Today, Honeywood Winery makes some of the finest fruit wines in the world and rightly so—they have the growers of the world’s best berries, cherries, apples, apricots and pears in close proximity to the winery. Celebrating its 80th anniversary Honeywood has produced a limited edition of Wildberry wines (sounds like a great gift idea) as well as a Birthday Cake wine. I once asked Paul Gallick (current proprietor) what was the funniest thing he ever heard while working the Honeywood tasting room? Paul replied “As I tried to offer a guest a sample, the lady exclaimed; Oh no, I would never drink a wine made from fruit!”
The Gallick family marvels at the winery’s rich and vibrant history. They appreciate the work done by the original owners to market the winery throughout the United States and how they saw Oregon’s potential for making vinifera wines in the 1950s. Vice President Marlene Gallick admires how Mary Reinke started at the winery as a secretary, only to be asked to rescue the company from bankruptcy in 1962 and became its president in 1963, one of only a few women in the United States to be the president of a winery.

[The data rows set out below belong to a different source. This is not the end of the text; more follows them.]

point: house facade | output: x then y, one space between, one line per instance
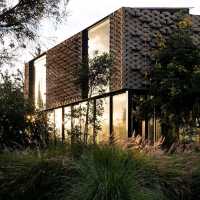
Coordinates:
130 36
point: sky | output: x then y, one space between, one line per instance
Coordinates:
83 13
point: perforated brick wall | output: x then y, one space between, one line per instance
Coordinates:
116 39
140 30
133 39
63 62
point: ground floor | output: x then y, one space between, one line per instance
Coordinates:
105 117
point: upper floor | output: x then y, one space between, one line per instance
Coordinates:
130 35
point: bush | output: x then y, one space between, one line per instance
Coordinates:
109 173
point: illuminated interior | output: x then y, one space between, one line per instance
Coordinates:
40 82
67 123
51 123
99 36
99 123
102 120
58 123
99 43
120 116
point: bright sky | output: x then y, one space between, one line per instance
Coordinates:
83 13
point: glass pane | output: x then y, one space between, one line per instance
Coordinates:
80 112
40 82
120 116
102 120
58 123
151 129
137 124
99 37
67 123
51 123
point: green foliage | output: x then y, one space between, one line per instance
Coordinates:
20 22
175 83
13 108
94 78
20 126
97 172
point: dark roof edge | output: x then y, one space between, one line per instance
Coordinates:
102 19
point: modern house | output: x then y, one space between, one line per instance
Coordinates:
130 35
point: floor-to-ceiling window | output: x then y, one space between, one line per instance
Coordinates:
40 82
102 122
51 124
58 123
67 123
99 43
120 116
99 39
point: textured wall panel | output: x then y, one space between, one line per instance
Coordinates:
63 62
141 28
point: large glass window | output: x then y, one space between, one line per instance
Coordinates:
58 123
80 112
137 124
102 123
67 123
40 82
51 124
99 36
120 116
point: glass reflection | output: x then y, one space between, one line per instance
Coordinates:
102 120
58 123
51 123
83 130
99 37
40 82
67 123
137 124
120 116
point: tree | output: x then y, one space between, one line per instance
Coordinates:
175 80
20 125
19 23
94 79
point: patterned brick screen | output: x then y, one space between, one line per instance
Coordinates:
141 28
63 62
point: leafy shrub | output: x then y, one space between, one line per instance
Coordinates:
108 173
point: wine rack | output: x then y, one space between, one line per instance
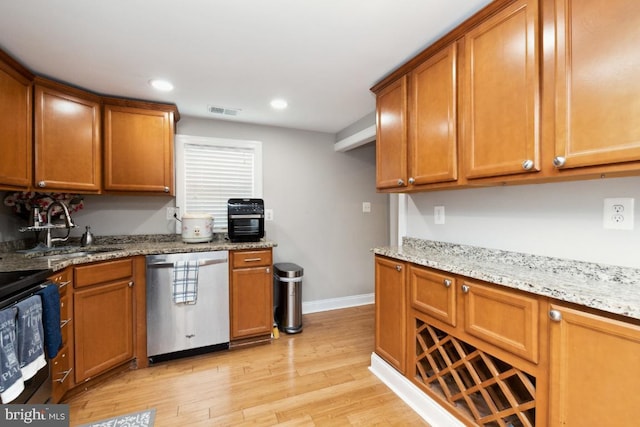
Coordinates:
484 389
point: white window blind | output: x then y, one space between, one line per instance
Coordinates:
210 171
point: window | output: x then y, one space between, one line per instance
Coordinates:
210 171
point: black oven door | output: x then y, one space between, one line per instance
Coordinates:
246 228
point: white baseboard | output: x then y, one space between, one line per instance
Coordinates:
336 303
422 404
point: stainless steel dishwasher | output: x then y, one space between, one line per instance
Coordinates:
177 329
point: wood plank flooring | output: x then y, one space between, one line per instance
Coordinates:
317 378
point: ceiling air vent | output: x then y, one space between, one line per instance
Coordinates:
222 110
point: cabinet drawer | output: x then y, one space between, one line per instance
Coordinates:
60 374
433 294
243 259
63 280
65 317
109 271
505 319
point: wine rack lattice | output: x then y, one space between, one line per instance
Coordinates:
485 389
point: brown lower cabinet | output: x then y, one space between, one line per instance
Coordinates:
251 293
62 364
595 367
390 335
493 355
103 317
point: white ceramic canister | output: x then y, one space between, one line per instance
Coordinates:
197 227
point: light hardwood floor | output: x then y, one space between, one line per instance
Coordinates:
316 378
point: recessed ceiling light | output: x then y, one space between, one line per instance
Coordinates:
162 85
279 104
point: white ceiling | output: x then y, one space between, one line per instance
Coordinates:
321 55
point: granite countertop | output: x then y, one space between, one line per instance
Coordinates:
604 287
112 248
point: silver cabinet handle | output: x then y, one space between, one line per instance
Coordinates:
527 165
201 263
63 284
555 315
65 375
559 161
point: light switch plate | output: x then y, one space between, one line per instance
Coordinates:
438 214
618 213
171 211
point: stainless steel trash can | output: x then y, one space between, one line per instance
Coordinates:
287 279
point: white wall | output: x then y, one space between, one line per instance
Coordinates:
557 219
316 195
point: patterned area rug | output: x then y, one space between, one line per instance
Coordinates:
134 419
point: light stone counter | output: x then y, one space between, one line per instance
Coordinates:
117 247
604 287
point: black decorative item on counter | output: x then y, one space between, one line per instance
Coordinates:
23 203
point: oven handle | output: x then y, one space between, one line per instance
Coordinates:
201 263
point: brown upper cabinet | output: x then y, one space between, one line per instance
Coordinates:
432 119
391 136
500 96
597 90
545 89
15 125
57 137
67 138
138 147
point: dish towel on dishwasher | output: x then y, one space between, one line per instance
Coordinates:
11 382
185 282
51 320
30 336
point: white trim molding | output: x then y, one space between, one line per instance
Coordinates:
422 404
337 303
356 140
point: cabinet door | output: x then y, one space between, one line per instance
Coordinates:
390 294
501 93
595 366
103 328
67 141
597 85
391 136
503 318
15 129
251 302
138 149
432 124
433 294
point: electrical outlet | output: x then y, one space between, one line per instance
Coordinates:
438 214
618 213
172 213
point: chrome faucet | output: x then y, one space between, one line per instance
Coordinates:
68 223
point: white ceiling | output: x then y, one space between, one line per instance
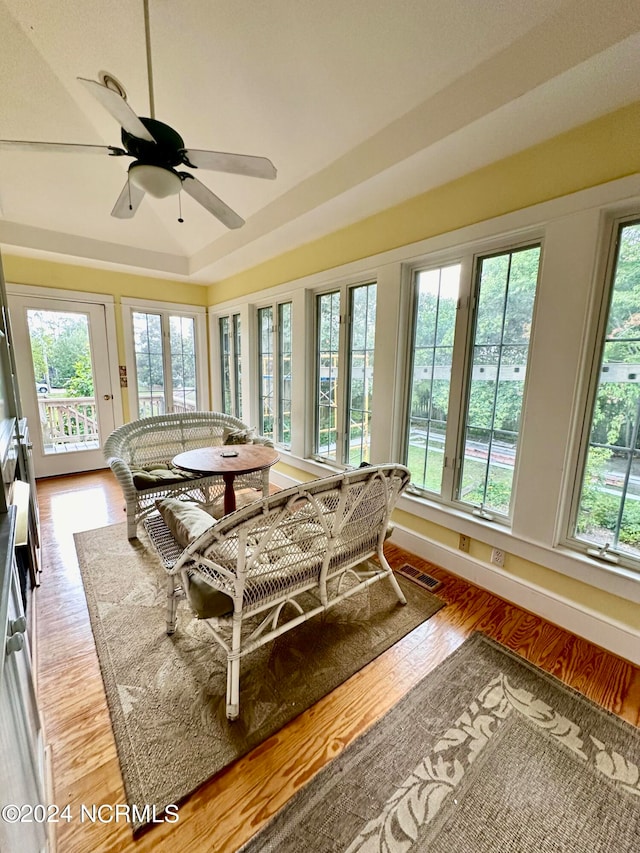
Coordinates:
360 104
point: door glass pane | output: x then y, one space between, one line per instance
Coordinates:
362 344
265 356
64 377
147 334
284 374
225 364
436 299
505 297
327 374
183 364
237 365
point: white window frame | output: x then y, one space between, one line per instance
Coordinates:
612 226
274 307
461 366
165 309
344 290
234 321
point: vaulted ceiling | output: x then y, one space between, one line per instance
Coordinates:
360 104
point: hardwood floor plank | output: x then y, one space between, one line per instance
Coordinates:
228 809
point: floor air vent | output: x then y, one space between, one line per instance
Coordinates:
419 577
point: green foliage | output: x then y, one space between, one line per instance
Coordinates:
81 383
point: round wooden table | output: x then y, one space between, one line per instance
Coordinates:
227 460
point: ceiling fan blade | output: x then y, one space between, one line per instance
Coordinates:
238 164
128 201
119 109
64 147
211 202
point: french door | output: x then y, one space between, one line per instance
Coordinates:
63 365
166 357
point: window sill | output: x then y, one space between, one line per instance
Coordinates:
615 579
609 577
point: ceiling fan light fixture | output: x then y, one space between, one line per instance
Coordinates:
155 180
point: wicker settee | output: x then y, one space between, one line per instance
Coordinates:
140 453
278 561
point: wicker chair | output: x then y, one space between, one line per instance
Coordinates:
283 559
139 454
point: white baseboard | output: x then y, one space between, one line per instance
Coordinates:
618 639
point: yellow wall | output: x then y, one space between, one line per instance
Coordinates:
601 151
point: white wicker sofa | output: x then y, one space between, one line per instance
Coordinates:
139 454
284 558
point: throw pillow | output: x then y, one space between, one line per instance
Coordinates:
238 436
185 520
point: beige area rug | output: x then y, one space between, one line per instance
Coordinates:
166 695
486 754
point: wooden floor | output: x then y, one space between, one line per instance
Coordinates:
224 813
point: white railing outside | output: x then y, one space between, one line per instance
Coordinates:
71 423
149 404
69 420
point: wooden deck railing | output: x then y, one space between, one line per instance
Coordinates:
74 420
67 420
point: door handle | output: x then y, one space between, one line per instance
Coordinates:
15 643
18 625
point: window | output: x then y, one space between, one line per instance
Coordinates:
164 350
462 446
344 385
608 510
275 364
230 365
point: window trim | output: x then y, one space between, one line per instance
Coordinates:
344 289
461 366
604 273
274 305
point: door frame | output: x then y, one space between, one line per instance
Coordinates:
79 296
199 314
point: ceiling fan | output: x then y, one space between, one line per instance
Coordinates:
158 152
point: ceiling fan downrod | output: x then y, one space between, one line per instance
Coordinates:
147 36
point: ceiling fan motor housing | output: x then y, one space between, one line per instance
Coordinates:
164 152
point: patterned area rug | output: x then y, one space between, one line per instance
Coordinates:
488 753
166 695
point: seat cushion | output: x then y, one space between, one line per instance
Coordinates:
207 602
238 436
185 519
157 474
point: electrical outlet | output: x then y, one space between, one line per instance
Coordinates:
497 557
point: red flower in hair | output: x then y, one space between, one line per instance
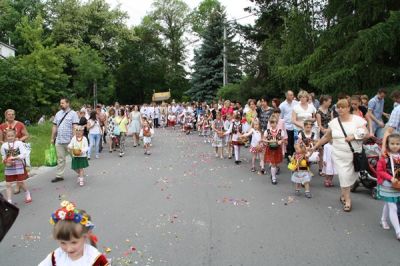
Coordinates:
70 215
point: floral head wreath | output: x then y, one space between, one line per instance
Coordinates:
68 212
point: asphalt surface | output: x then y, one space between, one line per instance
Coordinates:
181 206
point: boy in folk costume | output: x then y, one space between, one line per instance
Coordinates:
236 131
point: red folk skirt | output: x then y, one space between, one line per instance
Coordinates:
17 178
273 156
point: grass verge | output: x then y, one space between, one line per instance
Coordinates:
40 141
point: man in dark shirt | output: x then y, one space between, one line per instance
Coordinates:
264 113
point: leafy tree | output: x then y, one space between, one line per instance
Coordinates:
207 76
143 61
200 16
11 14
89 68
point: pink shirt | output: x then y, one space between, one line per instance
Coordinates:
225 111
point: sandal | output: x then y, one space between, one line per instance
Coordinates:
385 225
341 199
347 208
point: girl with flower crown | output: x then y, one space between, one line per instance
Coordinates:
13 153
146 133
73 229
78 147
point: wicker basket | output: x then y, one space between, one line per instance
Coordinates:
76 152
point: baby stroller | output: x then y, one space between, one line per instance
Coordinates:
368 178
171 120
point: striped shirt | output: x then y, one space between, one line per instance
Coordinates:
65 127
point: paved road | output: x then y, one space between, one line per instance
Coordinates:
180 206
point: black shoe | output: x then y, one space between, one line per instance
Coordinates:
57 179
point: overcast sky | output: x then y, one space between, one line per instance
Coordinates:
137 9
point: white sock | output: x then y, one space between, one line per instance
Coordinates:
385 212
273 172
237 152
394 219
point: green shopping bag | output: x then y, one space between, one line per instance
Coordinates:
50 156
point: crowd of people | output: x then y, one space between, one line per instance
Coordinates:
301 129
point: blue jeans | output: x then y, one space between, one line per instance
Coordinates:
94 140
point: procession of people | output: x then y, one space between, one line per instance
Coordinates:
310 137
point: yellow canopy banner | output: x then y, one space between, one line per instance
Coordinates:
161 96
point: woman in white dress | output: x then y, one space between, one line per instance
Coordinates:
135 118
341 152
302 112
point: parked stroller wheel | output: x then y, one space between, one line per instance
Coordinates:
355 186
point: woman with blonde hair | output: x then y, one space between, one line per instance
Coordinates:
302 112
347 132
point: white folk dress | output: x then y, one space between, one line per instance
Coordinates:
341 153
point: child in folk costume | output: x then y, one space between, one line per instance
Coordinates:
171 120
78 147
218 141
280 125
328 169
146 133
275 138
73 229
237 142
309 138
163 118
187 123
13 153
206 128
301 174
228 134
257 145
199 124
388 173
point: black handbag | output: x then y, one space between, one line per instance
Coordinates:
359 158
8 215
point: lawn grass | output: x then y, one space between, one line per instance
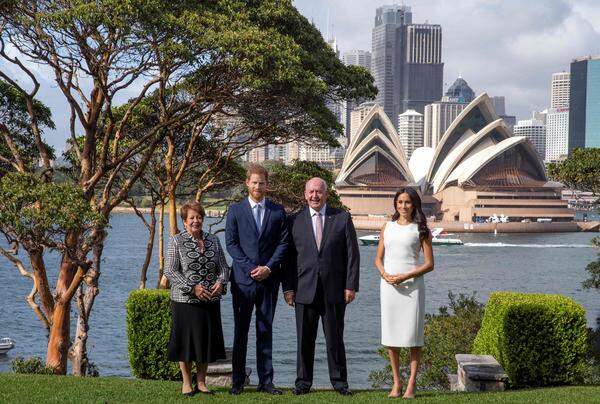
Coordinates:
66 389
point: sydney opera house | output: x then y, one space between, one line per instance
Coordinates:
478 169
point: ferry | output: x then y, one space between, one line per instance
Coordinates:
6 344
439 238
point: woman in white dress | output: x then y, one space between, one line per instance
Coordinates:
402 285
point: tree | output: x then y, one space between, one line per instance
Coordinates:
238 58
581 171
286 184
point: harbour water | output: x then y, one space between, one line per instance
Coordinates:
540 263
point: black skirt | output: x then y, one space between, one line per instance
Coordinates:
196 333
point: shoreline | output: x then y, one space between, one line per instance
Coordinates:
375 224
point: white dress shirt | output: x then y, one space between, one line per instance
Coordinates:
262 210
314 220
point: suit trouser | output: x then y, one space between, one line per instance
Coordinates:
264 298
307 324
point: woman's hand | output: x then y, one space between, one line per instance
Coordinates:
398 279
388 278
217 290
201 292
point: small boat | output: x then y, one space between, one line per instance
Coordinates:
6 344
439 238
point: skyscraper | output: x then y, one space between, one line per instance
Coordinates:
460 92
559 92
535 130
357 57
406 61
410 131
354 57
584 103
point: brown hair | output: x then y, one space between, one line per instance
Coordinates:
192 205
257 169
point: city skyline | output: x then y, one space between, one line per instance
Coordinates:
509 48
504 48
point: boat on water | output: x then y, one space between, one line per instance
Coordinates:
6 344
439 238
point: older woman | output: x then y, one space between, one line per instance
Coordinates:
198 273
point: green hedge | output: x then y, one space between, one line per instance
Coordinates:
148 330
539 340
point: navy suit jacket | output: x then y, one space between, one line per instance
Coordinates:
337 263
250 247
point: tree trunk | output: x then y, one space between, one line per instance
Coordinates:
60 330
162 279
85 302
149 247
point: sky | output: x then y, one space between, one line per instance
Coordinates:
502 47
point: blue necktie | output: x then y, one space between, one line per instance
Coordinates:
256 212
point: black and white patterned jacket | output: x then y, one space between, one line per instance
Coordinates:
186 266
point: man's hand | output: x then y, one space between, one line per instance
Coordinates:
349 296
217 290
201 292
260 273
290 298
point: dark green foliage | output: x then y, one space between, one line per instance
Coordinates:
452 330
148 330
286 183
32 365
539 340
34 211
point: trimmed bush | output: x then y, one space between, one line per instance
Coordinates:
148 330
539 340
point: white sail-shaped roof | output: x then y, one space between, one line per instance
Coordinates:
375 136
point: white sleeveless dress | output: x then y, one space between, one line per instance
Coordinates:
403 305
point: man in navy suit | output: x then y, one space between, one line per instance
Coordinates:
257 238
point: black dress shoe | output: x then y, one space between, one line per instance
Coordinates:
344 391
269 389
298 391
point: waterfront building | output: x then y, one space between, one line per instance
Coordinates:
460 92
560 90
437 118
358 115
479 168
357 57
406 61
535 130
557 134
584 103
410 131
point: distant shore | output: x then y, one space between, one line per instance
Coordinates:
375 224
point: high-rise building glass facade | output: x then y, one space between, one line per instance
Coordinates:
584 103
406 61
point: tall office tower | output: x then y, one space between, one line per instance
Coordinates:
357 57
410 131
354 57
557 134
437 118
357 115
499 104
460 92
584 103
535 130
422 71
387 57
559 93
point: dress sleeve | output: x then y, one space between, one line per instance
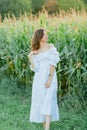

In 1972, there were only nine wineries in Oregon. Honeywood was not only the largest fruit winery, it was the largest winery in Oregon, outselling the other eight wineries 3 to 1. On Jan. 1, 1974, William F. Miller, Paul Gallick and Charles Newman purchased 70 percent of the stock in Honeywood from Mary Reinke. The Gallick family obtained the majority of the stock in the winery in 1982.

“We take great pride in being Oregon’s oldest winery and having participated in the state’s industry that has blossomed from only nine wineries in 1972 to more than 500 today,” Marlene Gallick said.

Today, Marlene and Paul Gallick’s children are responsible for helping run the winery, with Kyle Blair working as the vineyard and cellar manager, and Lesley Gallick as the marketing and gourmet/retail store manager.